Two differently constituted First-tier tribunals (FTTs) recently decided that amounts allocated to a corporate member of a limited liability partnership (LLP) were individually subject to income tax under the "miscellaneous income" provisions in Income Tax (Trading and Other Income) 2005 (ITTOIA 2005) section 687. While these historical remuneration arrangements have subsequently been targeted by the mixed membership partnership rules in ITTOIA 2005 sections 850C-850E (and the taxation of fund managers has been the subject of wider taxation reform), the FTT decisions in Odey Asset Management LLP and others v HMRC [2021] UKFTT 0031 (TC) and HFFX LLP and others and Badzyan v HMRC [2021] UKFFTT 0036 (TC) serve as a salient reminder that HMRC continues to look closely at remuneration arrangements in the funds industry, including on an historical basis and notwithstanding any possible regulatory and commercial justifications.

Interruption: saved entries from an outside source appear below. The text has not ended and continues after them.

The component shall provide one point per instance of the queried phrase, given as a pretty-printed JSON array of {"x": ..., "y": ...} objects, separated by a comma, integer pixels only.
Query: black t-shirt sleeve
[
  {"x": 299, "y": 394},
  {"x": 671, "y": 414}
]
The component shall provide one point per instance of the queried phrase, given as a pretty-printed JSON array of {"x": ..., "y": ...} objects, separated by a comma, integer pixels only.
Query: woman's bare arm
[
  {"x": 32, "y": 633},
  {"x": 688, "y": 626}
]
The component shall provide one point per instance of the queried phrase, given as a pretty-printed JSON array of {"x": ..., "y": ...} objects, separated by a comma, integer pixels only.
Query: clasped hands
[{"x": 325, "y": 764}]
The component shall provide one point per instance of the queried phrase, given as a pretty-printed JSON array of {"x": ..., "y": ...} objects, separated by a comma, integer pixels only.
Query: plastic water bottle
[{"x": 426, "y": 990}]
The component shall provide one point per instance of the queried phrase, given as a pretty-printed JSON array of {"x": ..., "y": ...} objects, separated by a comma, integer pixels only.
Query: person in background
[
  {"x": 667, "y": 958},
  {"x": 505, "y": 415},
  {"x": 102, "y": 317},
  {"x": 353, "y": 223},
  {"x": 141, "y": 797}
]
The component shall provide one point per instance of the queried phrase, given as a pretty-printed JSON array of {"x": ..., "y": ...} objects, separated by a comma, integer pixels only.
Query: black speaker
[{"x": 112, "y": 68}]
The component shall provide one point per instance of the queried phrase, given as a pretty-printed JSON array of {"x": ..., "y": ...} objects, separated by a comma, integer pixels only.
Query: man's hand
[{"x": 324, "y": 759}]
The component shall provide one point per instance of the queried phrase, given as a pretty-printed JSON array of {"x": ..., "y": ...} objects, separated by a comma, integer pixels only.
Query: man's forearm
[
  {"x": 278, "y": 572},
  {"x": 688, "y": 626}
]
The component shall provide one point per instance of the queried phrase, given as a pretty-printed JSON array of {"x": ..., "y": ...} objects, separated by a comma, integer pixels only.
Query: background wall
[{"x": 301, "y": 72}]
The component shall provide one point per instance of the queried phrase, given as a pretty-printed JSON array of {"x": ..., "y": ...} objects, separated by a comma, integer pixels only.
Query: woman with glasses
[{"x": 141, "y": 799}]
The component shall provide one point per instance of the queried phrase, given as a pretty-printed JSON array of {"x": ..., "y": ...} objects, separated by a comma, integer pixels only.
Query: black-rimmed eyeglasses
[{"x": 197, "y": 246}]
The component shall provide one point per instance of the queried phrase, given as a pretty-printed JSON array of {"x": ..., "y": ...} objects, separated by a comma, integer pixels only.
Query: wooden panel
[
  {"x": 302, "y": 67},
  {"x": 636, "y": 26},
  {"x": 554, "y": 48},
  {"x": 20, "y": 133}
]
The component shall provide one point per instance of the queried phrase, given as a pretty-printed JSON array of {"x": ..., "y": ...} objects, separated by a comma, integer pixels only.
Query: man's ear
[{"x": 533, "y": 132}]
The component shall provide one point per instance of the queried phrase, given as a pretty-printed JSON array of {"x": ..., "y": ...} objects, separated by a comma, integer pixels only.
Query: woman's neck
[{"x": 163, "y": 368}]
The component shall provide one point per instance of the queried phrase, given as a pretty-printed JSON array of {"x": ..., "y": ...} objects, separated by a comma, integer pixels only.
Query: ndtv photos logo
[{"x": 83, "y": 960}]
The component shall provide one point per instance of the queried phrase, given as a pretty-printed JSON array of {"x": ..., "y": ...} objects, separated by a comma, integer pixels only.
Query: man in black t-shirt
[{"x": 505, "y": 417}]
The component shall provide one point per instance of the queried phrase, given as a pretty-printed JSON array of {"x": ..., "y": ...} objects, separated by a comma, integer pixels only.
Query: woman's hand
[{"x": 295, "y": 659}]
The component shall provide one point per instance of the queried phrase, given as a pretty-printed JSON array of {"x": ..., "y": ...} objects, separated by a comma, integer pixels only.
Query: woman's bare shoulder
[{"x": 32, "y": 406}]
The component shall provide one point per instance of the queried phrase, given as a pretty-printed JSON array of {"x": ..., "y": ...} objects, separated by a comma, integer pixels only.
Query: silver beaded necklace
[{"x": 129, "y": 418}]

Both cases were factually similar in that the LLPs were involved in fund management and had established deferred remuneration arrangements. Under these arrangements, profits otherwise allocable to individual members of the LLP were instead allocated to a corporate member of the LLP. The corporate member subsequently contributed amounts to the LLP as "special capital" and permitted the individual members to withdraw the funds over the following two to three years.

The amounts allocated to the corporate members were subject to corporation tax. However, it was argued by the taxpayers that the individual members were not subject to any further taxation upon either the allocation or the eventual receipt of the amounts otherwise deferred. The FTT held in each case that the amounts were subject to income tax in the hands of the individual members in the year of receipt under the "miscellaneous income" provisions in ITTOIA 2005, section 687 (and were not subject to income tax in the year of allocation under ITTOIA 2005, section 850).

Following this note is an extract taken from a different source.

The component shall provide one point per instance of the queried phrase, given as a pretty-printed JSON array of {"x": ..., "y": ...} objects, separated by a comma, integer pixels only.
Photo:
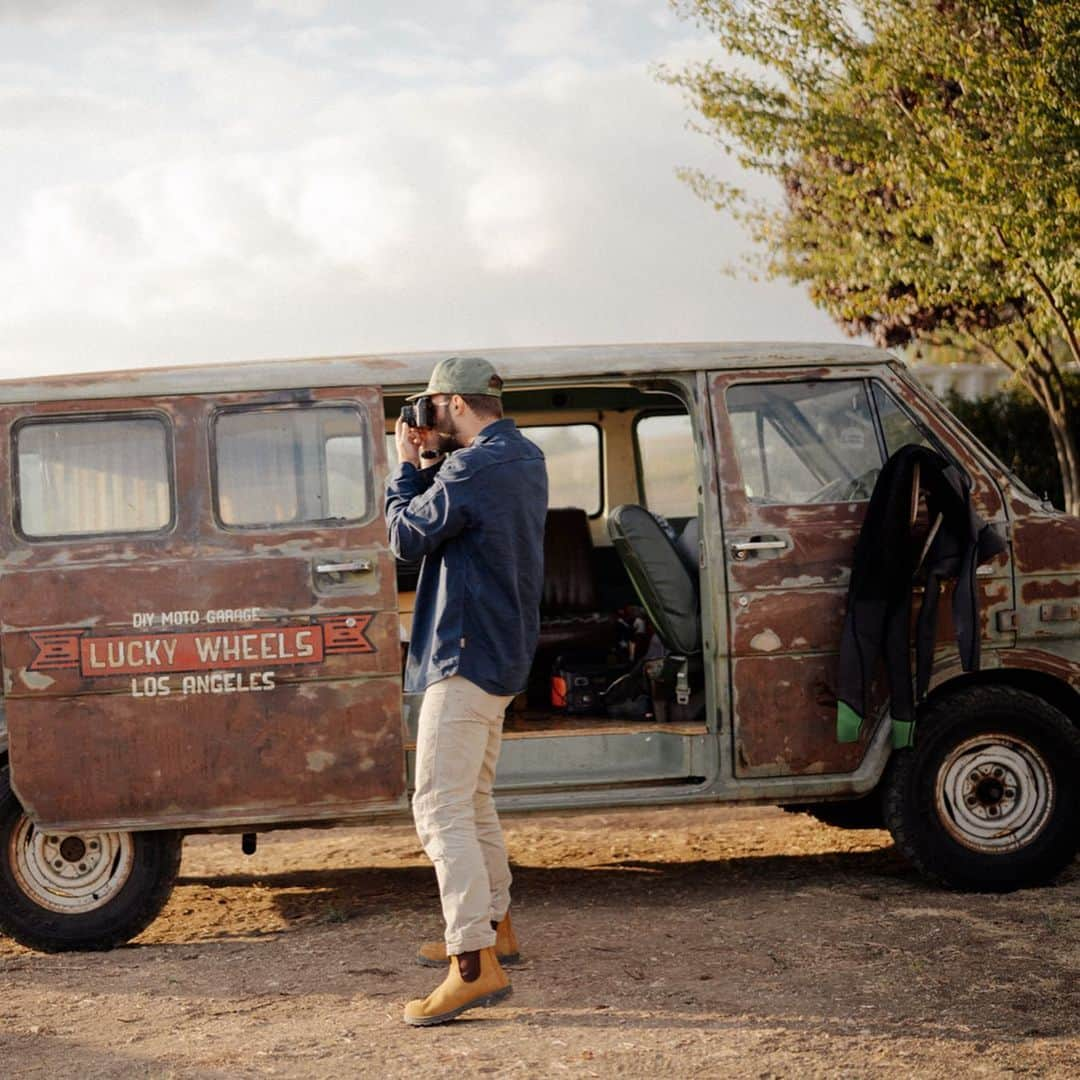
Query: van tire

For the purposes of ITTOIA 2005, section 687, the FTT held that the amounts had a "source" with a sufficient connection to the individual members, notwithstanding that reallocation of the amounts to the individual members did not arise under contract. In both cases, the taxpayers also noted that the deferral of remuneration was required by the Financial Services Authority (as it was at the time) so as to align certain remuneration components with the longer-term interests of the business.

It is also worth noting that the FTT in HFFX held that, in the alternative, the amounts would be taxable under Income Tax Act 2007, Part 13, Chapter 4 being an anti-avoidance provision that subjects capital sums from the sale of occupational income to income tax where there is a main object of avoiding or reducing income tax liability. The FTT in Odey concluded that these provisions would not apply.

While the decisions of the FTT ensured that individual members who did not receive a deferred remuneration component (for example, individual members who left the fund) were not subject to tax on amounts allocated but never received, the decisions in Odey  and HFFX do raise the possibility for such historical arrangements to give rise to double taxation under both corporate tax and income tax provisions.